Many dentists fret tirelessly, and some are quick to buy solutions in an attempt to reduce overhead. Let’s get real for a second: there are no shortcuts to reduce overhead for an already efficient practice. The efficient practice is one that uses its resources properly, budgets appropriately, and has effective logistics and communication. Unless you are truly overstaffed, spending too much on supplies, or not taking advantage of possible tax breaks, there isn’t much that will dramatically increase profit margins. However, there is still light at the end of the overhead tunnel!

The following methods address this issue, but be forewarned that they not are simple, and may be even impossible for your situation.

● Achieving economies of scale—To put this into simple terms, you are spending X dollars per month no matter what you do. These are fixed costs, like your lease. Raising volume of production minimizes the ratio of fixed costs to production. Dental practices today are achieving this by forming management groups, which is certainly a controversial topic for some. From a purely financial overhead analysis standpoint, it is quite cost effective.

● Reaching the right patients—Not all patients are equally as profitable, and their lifetime value can be assessed relatively easily. Your marketing should hone in on the customers with the highest lifetime value. Consult with a professional who has your best interests in mind and let him or her navigate your ship, but with the wheel in your hands. This will allow you to build up a high CLV and high profit margin customer portfolio based on your practice and abilities. Viola!

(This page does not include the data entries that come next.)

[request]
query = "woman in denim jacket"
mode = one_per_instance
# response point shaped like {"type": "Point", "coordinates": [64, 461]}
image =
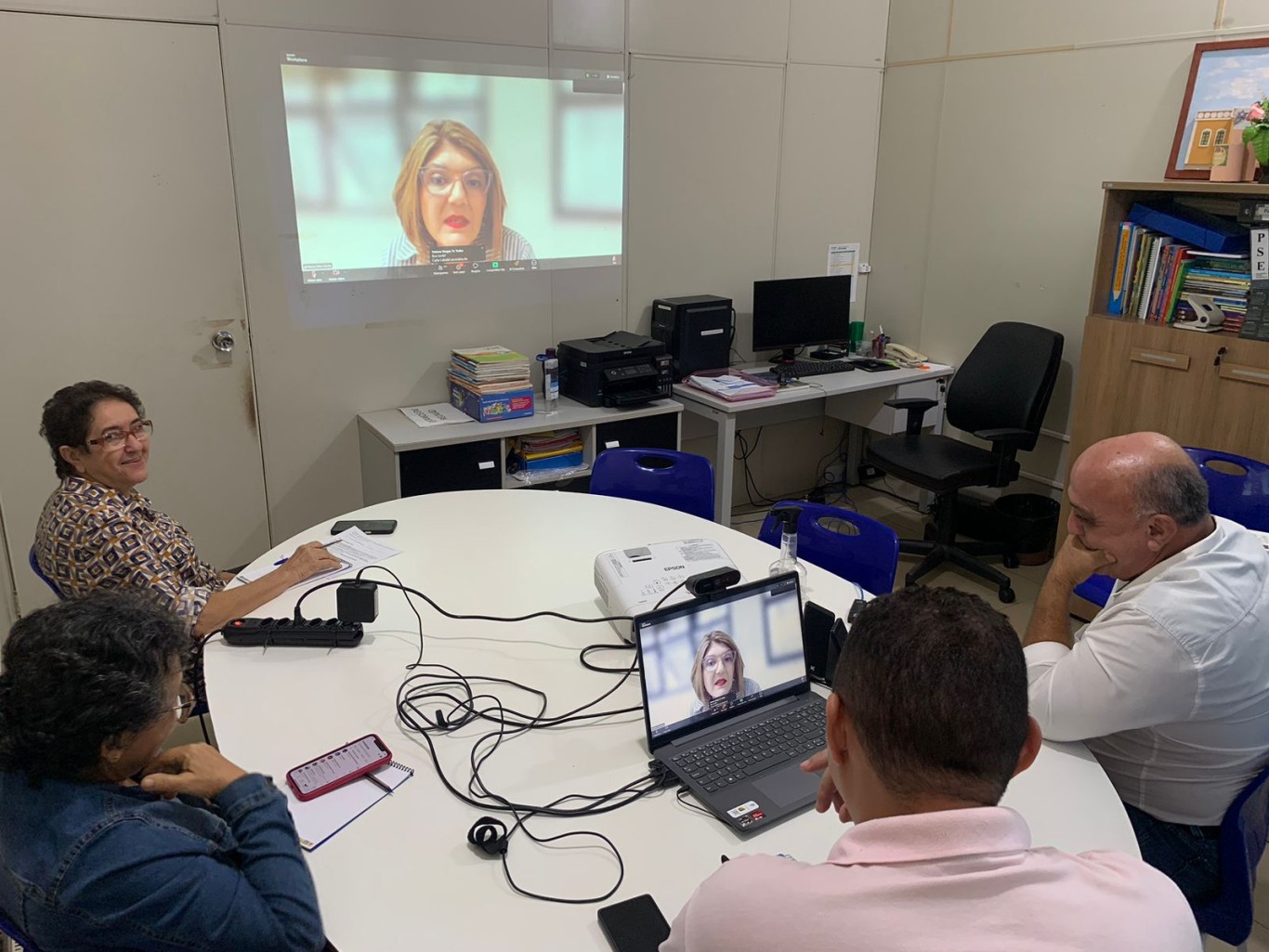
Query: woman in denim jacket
{"type": "Point", "coordinates": [197, 854]}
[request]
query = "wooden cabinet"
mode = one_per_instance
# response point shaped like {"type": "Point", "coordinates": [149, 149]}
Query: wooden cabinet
{"type": "Point", "coordinates": [1206, 390]}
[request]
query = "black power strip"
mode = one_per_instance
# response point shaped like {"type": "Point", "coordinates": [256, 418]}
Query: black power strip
{"type": "Point", "coordinates": [287, 632]}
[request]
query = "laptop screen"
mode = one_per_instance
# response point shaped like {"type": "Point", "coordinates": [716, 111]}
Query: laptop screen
{"type": "Point", "coordinates": [706, 661]}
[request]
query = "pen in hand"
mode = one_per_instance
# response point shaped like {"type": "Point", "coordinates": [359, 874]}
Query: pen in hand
{"type": "Point", "coordinates": [320, 544]}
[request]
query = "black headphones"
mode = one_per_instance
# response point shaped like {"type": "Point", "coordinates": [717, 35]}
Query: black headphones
{"type": "Point", "coordinates": [489, 834]}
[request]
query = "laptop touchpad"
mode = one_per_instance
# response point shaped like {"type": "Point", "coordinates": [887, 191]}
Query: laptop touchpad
{"type": "Point", "coordinates": [790, 785]}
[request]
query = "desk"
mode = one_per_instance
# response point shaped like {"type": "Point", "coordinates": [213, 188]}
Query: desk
{"type": "Point", "coordinates": [402, 873]}
{"type": "Point", "coordinates": [401, 459]}
{"type": "Point", "coordinates": [856, 397]}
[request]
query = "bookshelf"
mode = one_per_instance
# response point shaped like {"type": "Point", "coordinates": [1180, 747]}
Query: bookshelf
{"type": "Point", "coordinates": [401, 460]}
{"type": "Point", "coordinates": [1206, 390]}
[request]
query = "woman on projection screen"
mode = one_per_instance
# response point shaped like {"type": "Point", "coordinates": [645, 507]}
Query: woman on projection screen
{"type": "Point", "coordinates": [450, 196]}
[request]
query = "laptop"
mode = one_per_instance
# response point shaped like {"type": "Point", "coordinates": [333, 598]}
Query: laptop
{"type": "Point", "coordinates": [727, 701]}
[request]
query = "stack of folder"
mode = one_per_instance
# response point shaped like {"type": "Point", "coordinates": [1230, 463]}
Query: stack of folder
{"type": "Point", "coordinates": [490, 384]}
{"type": "Point", "coordinates": [552, 450]}
{"type": "Point", "coordinates": [489, 370]}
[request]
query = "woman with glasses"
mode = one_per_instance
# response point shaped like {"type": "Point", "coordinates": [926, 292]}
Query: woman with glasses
{"type": "Point", "coordinates": [718, 674]}
{"type": "Point", "coordinates": [97, 530]}
{"type": "Point", "coordinates": [107, 841]}
{"type": "Point", "coordinates": [450, 194]}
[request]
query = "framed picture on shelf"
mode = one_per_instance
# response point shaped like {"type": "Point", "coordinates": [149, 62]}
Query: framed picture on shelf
{"type": "Point", "coordinates": [1224, 80]}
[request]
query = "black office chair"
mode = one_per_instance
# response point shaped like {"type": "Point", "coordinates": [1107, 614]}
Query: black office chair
{"type": "Point", "coordinates": [999, 395]}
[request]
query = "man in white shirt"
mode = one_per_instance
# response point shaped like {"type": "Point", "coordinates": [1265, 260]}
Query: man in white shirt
{"type": "Point", "coordinates": [1169, 685]}
{"type": "Point", "coordinates": [925, 725]}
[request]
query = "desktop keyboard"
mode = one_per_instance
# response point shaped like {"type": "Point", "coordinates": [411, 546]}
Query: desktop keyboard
{"type": "Point", "coordinates": [752, 750]}
{"type": "Point", "coordinates": [811, 369]}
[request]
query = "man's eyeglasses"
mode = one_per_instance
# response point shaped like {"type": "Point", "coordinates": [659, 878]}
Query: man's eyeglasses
{"type": "Point", "coordinates": [184, 706]}
{"type": "Point", "coordinates": [114, 439]}
{"type": "Point", "coordinates": [440, 180]}
{"type": "Point", "coordinates": [727, 660]}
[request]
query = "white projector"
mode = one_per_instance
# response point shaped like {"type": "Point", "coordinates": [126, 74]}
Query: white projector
{"type": "Point", "coordinates": [634, 580]}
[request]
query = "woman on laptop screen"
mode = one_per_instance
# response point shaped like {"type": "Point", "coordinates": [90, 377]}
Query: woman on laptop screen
{"type": "Point", "coordinates": [451, 203]}
{"type": "Point", "coordinates": [718, 674]}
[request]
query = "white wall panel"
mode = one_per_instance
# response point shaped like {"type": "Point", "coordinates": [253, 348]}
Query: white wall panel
{"type": "Point", "coordinates": [904, 194]}
{"type": "Point", "coordinates": [918, 30]}
{"type": "Point", "coordinates": [1241, 14]}
{"type": "Point", "coordinates": [512, 21]}
{"type": "Point", "coordinates": [314, 381]}
{"type": "Point", "coordinates": [589, 24]}
{"type": "Point", "coordinates": [704, 148]}
{"type": "Point", "coordinates": [721, 30]}
{"type": "Point", "coordinates": [832, 32]}
{"type": "Point", "coordinates": [828, 166]}
{"type": "Point", "coordinates": [176, 10]}
{"type": "Point", "coordinates": [994, 26]}
{"type": "Point", "coordinates": [1014, 217]}
{"type": "Point", "coordinates": [121, 259]}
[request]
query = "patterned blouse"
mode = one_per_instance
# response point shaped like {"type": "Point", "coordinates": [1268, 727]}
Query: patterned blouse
{"type": "Point", "coordinates": [93, 536]}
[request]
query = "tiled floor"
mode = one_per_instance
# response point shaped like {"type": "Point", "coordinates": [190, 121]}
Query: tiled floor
{"type": "Point", "coordinates": [1027, 580]}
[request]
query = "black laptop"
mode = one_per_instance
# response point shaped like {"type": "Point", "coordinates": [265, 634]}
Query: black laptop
{"type": "Point", "coordinates": [727, 699]}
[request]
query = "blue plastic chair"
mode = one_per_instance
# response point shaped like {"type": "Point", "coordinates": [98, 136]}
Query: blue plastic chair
{"type": "Point", "coordinates": [10, 931]}
{"type": "Point", "coordinates": [34, 567]}
{"type": "Point", "coordinates": [1241, 843]}
{"type": "Point", "coordinates": [1240, 497]}
{"type": "Point", "coordinates": [668, 477]}
{"type": "Point", "coordinates": [853, 546]}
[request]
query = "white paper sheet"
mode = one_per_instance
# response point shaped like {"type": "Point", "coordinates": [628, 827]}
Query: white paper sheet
{"type": "Point", "coordinates": [352, 547]}
{"type": "Point", "coordinates": [434, 414]}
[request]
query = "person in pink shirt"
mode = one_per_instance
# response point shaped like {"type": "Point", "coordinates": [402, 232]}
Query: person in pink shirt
{"type": "Point", "coordinates": [926, 724]}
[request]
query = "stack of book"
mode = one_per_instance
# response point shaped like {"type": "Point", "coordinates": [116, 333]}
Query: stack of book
{"type": "Point", "coordinates": [1226, 278]}
{"type": "Point", "coordinates": [1155, 270]}
{"type": "Point", "coordinates": [550, 450]}
{"type": "Point", "coordinates": [490, 383]}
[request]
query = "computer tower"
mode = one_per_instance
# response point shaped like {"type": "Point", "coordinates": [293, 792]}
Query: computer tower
{"type": "Point", "coordinates": [696, 329]}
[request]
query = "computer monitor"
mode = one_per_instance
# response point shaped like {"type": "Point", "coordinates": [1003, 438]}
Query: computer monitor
{"type": "Point", "coordinates": [798, 312]}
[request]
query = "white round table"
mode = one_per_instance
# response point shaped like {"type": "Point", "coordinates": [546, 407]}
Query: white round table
{"type": "Point", "coordinates": [402, 873]}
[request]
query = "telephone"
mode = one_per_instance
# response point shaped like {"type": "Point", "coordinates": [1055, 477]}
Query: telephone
{"type": "Point", "coordinates": [905, 356]}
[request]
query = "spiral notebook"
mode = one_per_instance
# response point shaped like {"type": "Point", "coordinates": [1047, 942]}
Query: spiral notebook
{"type": "Point", "coordinates": [321, 817]}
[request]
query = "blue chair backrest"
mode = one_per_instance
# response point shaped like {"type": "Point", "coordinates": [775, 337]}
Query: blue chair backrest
{"type": "Point", "coordinates": [668, 477]}
{"type": "Point", "coordinates": [1242, 497]}
{"type": "Point", "coordinates": [1228, 917]}
{"type": "Point", "coordinates": [34, 567]}
{"type": "Point", "coordinates": [7, 928]}
{"type": "Point", "coordinates": [853, 546]}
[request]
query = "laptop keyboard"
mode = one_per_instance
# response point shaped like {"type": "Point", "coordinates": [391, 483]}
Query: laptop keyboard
{"type": "Point", "coordinates": [752, 750]}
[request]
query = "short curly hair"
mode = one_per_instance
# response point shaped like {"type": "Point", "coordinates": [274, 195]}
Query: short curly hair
{"type": "Point", "coordinates": [79, 673]}
{"type": "Point", "coordinates": [69, 415]}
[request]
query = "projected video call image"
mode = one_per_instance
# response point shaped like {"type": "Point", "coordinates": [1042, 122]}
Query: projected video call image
{"type": "Point", "coordinates": [721, 658]}
{"type": "Point", "coordinates": [443, 172]}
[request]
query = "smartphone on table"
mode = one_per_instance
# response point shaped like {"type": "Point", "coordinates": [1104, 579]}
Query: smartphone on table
{"type": "Point", "coordinates": [340, 765]}
{"type": "Point", "coordinates": [634, 924]}
{"type": "Point", "coordinates": [371, 527]}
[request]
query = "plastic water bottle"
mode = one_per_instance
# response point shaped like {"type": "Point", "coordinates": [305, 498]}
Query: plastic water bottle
{"type": "Point", "coordinates": [788, 560]}
{"type": "Point", "coordinates": [550, 381]}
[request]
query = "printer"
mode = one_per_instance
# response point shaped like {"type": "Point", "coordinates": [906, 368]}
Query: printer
{"type": "Point", "coordinates": [617, 370]}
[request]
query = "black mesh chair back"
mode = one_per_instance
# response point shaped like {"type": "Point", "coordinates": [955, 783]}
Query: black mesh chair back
{"type": "Point", "coordinates": [1006, 380]}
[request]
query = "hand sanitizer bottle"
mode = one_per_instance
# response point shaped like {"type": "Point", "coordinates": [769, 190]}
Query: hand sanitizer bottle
{"type": "Point", "coordinates": [550, 381]}
{"type": "Point", "coordinates": [788, 560]}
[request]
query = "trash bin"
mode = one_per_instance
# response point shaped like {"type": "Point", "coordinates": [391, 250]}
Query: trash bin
{"type": "Point", "coordinates": [1029, 522]}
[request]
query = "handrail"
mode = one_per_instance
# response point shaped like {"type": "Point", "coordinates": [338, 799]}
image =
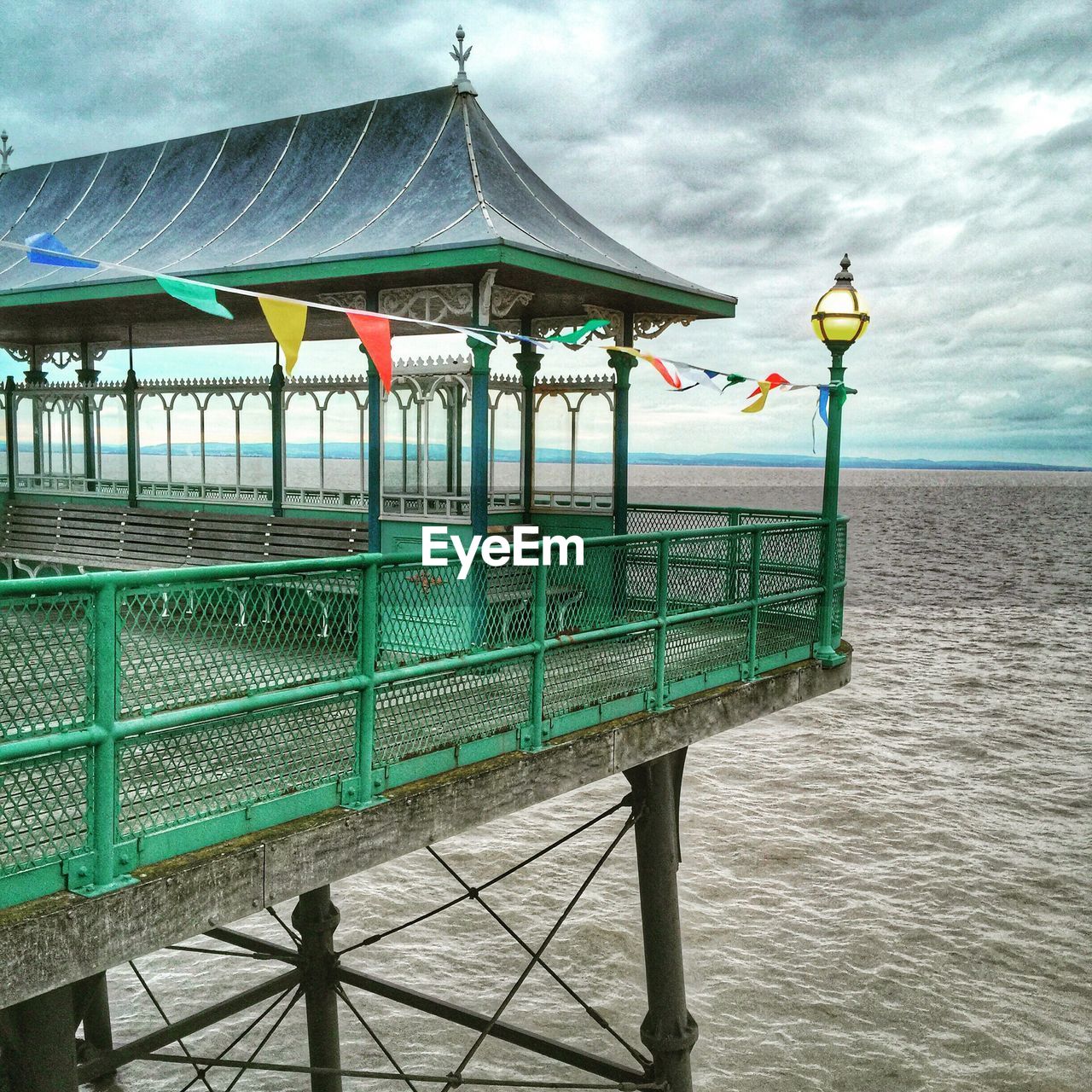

● When you invest, learn what you’re paying for—Here’s an example: don’t pay for a cash flow seminar that you have to spend thousands to go to. It happens all too often in the dental industry, where experts claim to have proprietary knowledge that will increase the profitability of your practice. They will throw technical terms at you, make you feel pressured, and before you know it you have a contract in front of you. As a dentist, you deal with technical terms that sound foreign to patients. But as an ethical professional, you explain these concepts to your patients. Have your marketing, accounting, or other business advisors done this for you? I don’t suggest you take it upon yourself to to perform these duties yourself, but just know what you’re paying for.

Other keys

Customer loyalty and ease of access come hand in hand. Location is a component of these two factors. However, real estate is no longer associated with tangibility. Elements such as like search engine optimization, pay per click advertising, and creating unique content are effective tactics for brand building.

Lastly, don’t lag behind in technology. This concept is simple: stay up-to-date with the latest technology, but purchase it wisely. Invest in items that increase your productivity and potential volume, not in technology that simply makes your office appear more chic.